Thursday, June 19, 2025

Berlin's Memorial to the Homosexual Victims of National Socialism

In Nazi Germany, homosexuality was persecuted to a degree unprecedented in history. In 1935, the National Socialists issued an order making all male homosexuality a crime; the provisions governing homosexual behaviour in Section 175 of the Criminal Code were significantly expanded and made stricter. A kiss was enough reason to  prosecute. There were more than 50,000 convictions. Under Section 175, the punishment was imprisonment; in some cases, convicted offenders were castrated. Thousands of men were sent to concentration camps for being gay; many of them died there. They died of hunger, disease and abuse or were the victims of targeted killings. 

The National Socialists destroyed the communities of gay men and women.

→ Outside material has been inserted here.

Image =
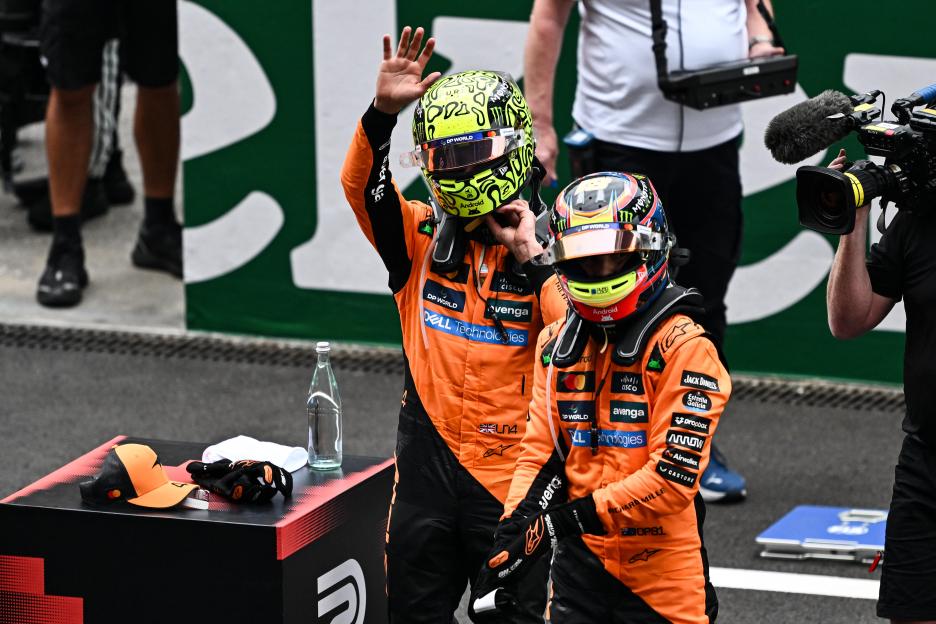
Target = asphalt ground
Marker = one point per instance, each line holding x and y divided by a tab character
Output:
56	405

Female homosexuality was not prosecuted, except in annexed Austria; the National Socialists did not find it as threatening as male homosexuality. However, lesbians who came into conflict with the regime were also subject to repressive measures. Under the Nazi regime, gay men and women lived in fear and under constant pressure to hide their sexuality.

For many years, the homosexual victims of National Socialism were not included in public commemorations –neither in the Federal Republic nor in the German Democratic Republic. In both East and West Germany, homosexuality continued to be prosecuted for many years. In the Federal Republic, Section 175 remained in force without amendment until 1969.

Because if its history, German has a special responsibility to actively oppose the violation of gay men’s and lesbians’ human rights. In many parts of the world, people continue to be persecuted for their sexuality, homosexual love remains illegal and a kiss can be dangerous.

With this memorial, the Federal Republic of Germany intends to honour the victims of persecution and murder, to keep alive the memory of this injustice, and to create a lasting symbol of opposition to enmity, intolerance and the exclusion of gay and lesbians.

The memorial sits on the edge of Berlin’s biggest park, Tiergarten, within view of the Brandenburg Gate, Peter Eisenman’s Memorial to the Murdered Jews of Europe, and the new, terror-proof American Embassy. It consists of a concrete stele, thirteen feet high, with a small window through which viewer’s can watch a looped video, shot by Robby Müller (Wim Wenders’s cinematographer) and directed by Dogma 95 cofounder Thomas Vinterberg, of two men and two women kissing. The memorial was designed by the Danish-Norwegian duo artists Michael Elmgreen and Ingar Dragset, and was inaugurated in 2008.


Homo Memorial in Tiergarten, Berlin

1 comment:

Michael Elmgreen said...

“You can grant us homosexuals all rights: marriage, adoption, inheritance. But as long as people are grossed out when they see us kiss, something is missing.”